A pandemia intensificou o uso das tecnologias e a sala de aula virou a tela do computador, tablet e celular. Esse “novo normal” para as crianças pode mudar a relação delas com o mundo. “O período de quarentena vivenciado por todos nós aumentou consideravelmente o “tempo de tela” de adultos e crianças, gerando alguns problemas que são notados de perto por todos: a exposição intensa gera dificuldades de concentração, atenção, memória e irritabilidade, problemas ocasionados pelo isolamento social e também pela instabilidade do sono”, disse.

“A tecnologia, nesse caso, nos possibilitou algumas situações que eram feitas presencialmente. A viabilização dessas situações por meio da tecnologia foi o que nos permitiu continuar, mesmo que em adaptação, algumas atividades essenciais do nosso cotidiano”, destacou a pedagoga especialista em Gestão e Docência no Ensino de EaD [educação a distância], Regina Madureira.

Para Regina, esse período de pandemia vai se refletir no futuro das crianças. “Temos que considerar as mudanças na rotina, a incerteza – não só da criança, mas dos adultos que convivem com ela – enfim, teremos impactos no futuro, que podem ser positivos ou de melhoria para os seres humanos.”

Na opinião da Elisabete da Cruz, o uso das tecnologias pelas crianças não é responsável por despertar inseguranças. “Nesse isolamento, as dificuldades, a ausência do convívio dos amigos e familiares pode gerar inseguranças, medos e até aflorar outras emoções no futuro, o uso da tecnologia não, ela faz parte do contexto desta geração alfa e para eles é apenas uma ferramenta”, afirmou.

“O que não podemos perder de vista é que somos seres humanos geneticamente sociais e apesar dos relacionamentos interpessoais se darem também por meio da tecnologia, necessitamos do afeto físico. Nossas crianças precisam ser educadas também para se relacionar de forma física. O afeto ultrapassa as telas de computadores e dispositivos móveis”, ressaltou a neuropsicopedagoga Viviani Zumpano.
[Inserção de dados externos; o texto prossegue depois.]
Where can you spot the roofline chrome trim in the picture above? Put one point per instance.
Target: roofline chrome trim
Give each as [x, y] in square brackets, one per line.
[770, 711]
Conteúdos infantis e tempo de tela

Nem herói, nem vilã, as telas devem ser vistas como uma realidade, apontaram as especialistas. Mas o que muito se discute entre os pais é se limitar o tempo de tela é necessário. A pedagoga Elisabete destaca a importância da família para estabelecer regras.

“A criança não tem discernimento do que é bom para ela, a família é seu norteador, os limites são necessários para seu crescimento como ser humano. Não existe uma quantidade de horas pré determinadas, porque cada família possui sua própria rotina. Acredito no equilíbrio. Brincar, comer, se exercitar, usar o tablet ou celular, assistir a um filme, ler um livro. A vida tem nos mostrado que o equilíbrio é o caminho. Opte pelo equilíbrio e não deixe de acompanhar as atividades que a criança tem tido acesso”, aconselha.
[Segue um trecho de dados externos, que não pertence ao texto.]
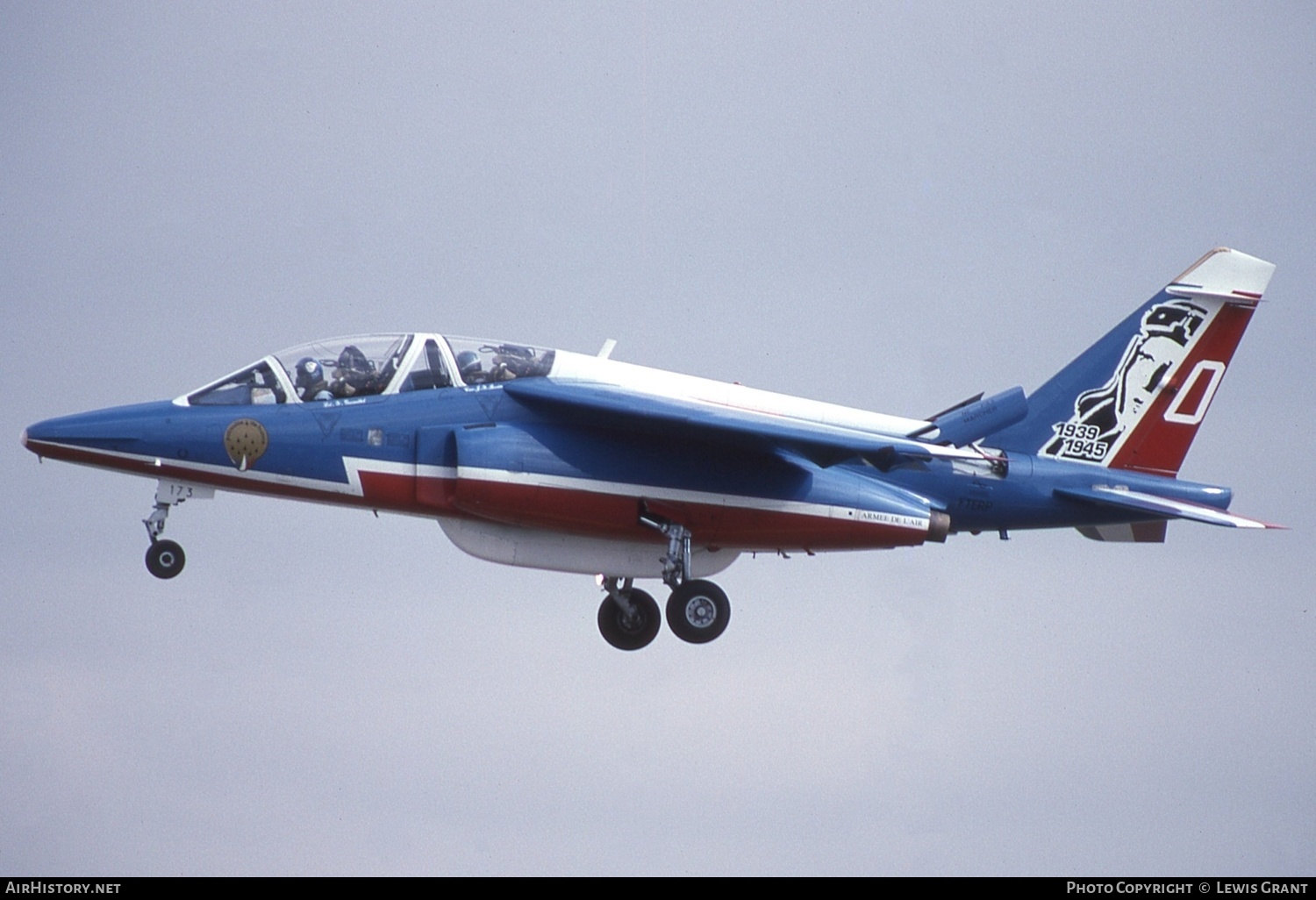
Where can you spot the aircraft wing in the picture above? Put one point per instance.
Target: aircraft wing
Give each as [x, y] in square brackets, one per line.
[826, 445]
[1149, 503]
A pedagoga Regina Madureira completa que é preciso orientar e otimizar. “O tempo precisa ser de qualidade, principalmente com os recursos tecnológicos. Não podemos só focar na tecnologia e deixar as outras atividades como brincadeiras que estimulem coordenação motora e lateralidade, por exemplo. O desenvolvimento infantil precisa ser holístico e diversos fatores precisam ser considerados para termos um processo sólido e de efetividade para facilitar esse processo das crianças.”

Para as especialistas, é necessário pensar também no conteúdo a ser acessado pelas crianças. “Estar atento, acompanhar, buscar informações sobre a programação, limitar acessos e principalmente fazer parte disto. Ser presente, se familiarizar com o que está sendo o centro de interesses da criança, participar quando possível desta experiência e oferecer também possibilidades de conteúdo”, disse Elisabete, que ainda orienta aos pais a utilizarem ferramentas de moderação.

“Hoje existem centenas de plataformas, sites, blogs, empresas de projetos educativos e outras infinidades de recursos facilmente encontrados na internet para dar este suporte, até a contratação de um profissional especializado para estas orientações.”

Construir uma relação saudável das crianças com a internet é possível, concorda  Regina. “Estar junto à criança nas atividades, entender o propósito delas, se conectar com as crianças. Todos os momentos são únicos porque são momentos de orientação para o uso efetivo e consciente da tecnologia, tendo em mente o propósito dela que é ser uma ferramenta para facilitar e servir o ser humano.”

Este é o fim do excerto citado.